Notice that I used the time command to time how long it took to run the command. The results were:

real    0m7.675s
user   0m29.074s
sys     0m1.002s

This looks to be pretty fast for compressing 358MB of data (on an SSD).

The next step is to mount the SquashFS image as you would any other filesystem. Out of the box, root needs to do this because the user does not have access to the mount command.

$ mount -t squashfs /home/laytonjb/squashfs/20170502.sqsh /home/laytonjb/20170502_new -o loop
$ mount
/home/laytonjb/squashfs/20170502.sqsh on /home/laytonjb/20170502_new type squashfs (ro,relatime,seclabel)

It all looks good. Now to look at /home/laytonjb/20170502_new to make sure everything is there and permissions are as expected:

$ ls -lsat
  830 -rw-r--r--.  1 laytonjb laytonjb   848854 Jun 10 13:58 mesos.pdf
  535 -rw-r--r--.  1 laytonjb laytonjb   546505 Jun 10 13:58 Martins2003CSD.pdf
 8803 -rw-r--r--.  1 laytonjb laytonjb  9013307 Jun 10 13:58 Hwang2012c.pdf

I can look at the files, and they are owned by me.

Optimization Study

The two major options you are likely to use are -comp [comp] and -b [bsize]. The first option allows you to specify the compression algorithm used (from the current options listed earlier). The second option allows you to control the block size (from the default of 128KiB to the maximum of 1MiB). Larger block sizes can help improve the amount of compression.

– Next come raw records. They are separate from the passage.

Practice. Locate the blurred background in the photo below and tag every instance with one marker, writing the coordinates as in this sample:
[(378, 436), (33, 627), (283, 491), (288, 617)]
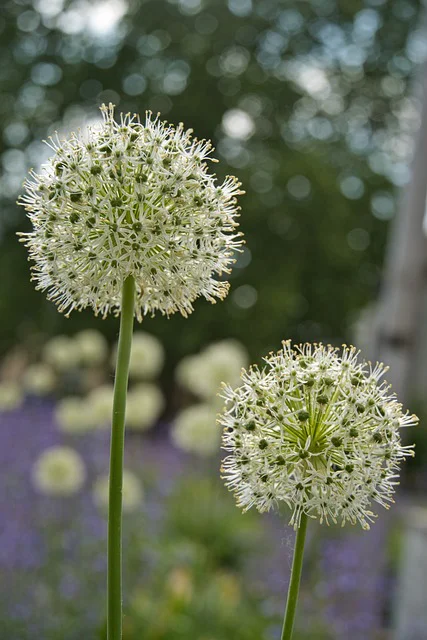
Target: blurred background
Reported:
[(318, 107)]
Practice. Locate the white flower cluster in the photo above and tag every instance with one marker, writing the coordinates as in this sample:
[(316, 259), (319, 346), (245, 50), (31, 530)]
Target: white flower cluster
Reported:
[(202, 374), (131, 199), (59, 471), (316, 429)]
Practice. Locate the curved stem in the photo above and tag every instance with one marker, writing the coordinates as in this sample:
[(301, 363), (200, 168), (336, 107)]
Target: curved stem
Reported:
[(114, 580), (294, 583)]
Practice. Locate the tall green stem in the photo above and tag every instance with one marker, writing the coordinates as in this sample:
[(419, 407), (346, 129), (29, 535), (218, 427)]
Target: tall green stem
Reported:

The simple command that uses the lzma compression and a 1MiB block size would be:

$ mksquashfs /home/laytonjb/20170502 /home/laytonjb/squashfs/20170502.sqsh -comp lzma -b 1048576

The directory I’ve used in the examples is full of PDF and ZIP files. I didn’t expect it to compress too much, but I did get some compression. As an experiment, I tried all four compression techniques with the default block size, 128KiB, and the maximum block size, 1MiB. The results are shown in the table.

Compression Technique Block Size User Time Compression
gzip 128KiB 00:29.074 91.53%
lzo 128KiB 01:36.262 92.31%
xz 128KiB 03:14.064 90.49%
lzma 128KiB 03:10.494 90.48%
gzip 1MiB 00:31.050 91.35%
lzo 1MiB 01:47.967 92.08%
xz 1MiB 03:47.730 88.71%
lzma 1MiB 03:44.004 88.78%

Pretty obviously, the fastest compression technique is gzipwith little difference in the user time it took for either block size (two-second difference, or a little less than 10%). The large block size did give a very tiny bit of extra compression.

The xz and lzma algorithms result in the most compression and take the longest – much longer than gzip – but even for the default block size, they can compress the data by about 10%. Using the largest block size, they can get a little more compression: a little over 11%.

You might scoff at 10%, but remember that the files are binary. If you have 100TB of data, 10% is 1TB. Not too bad. If you have 1PB, then 10% is 100TB, which is quite a bit of space.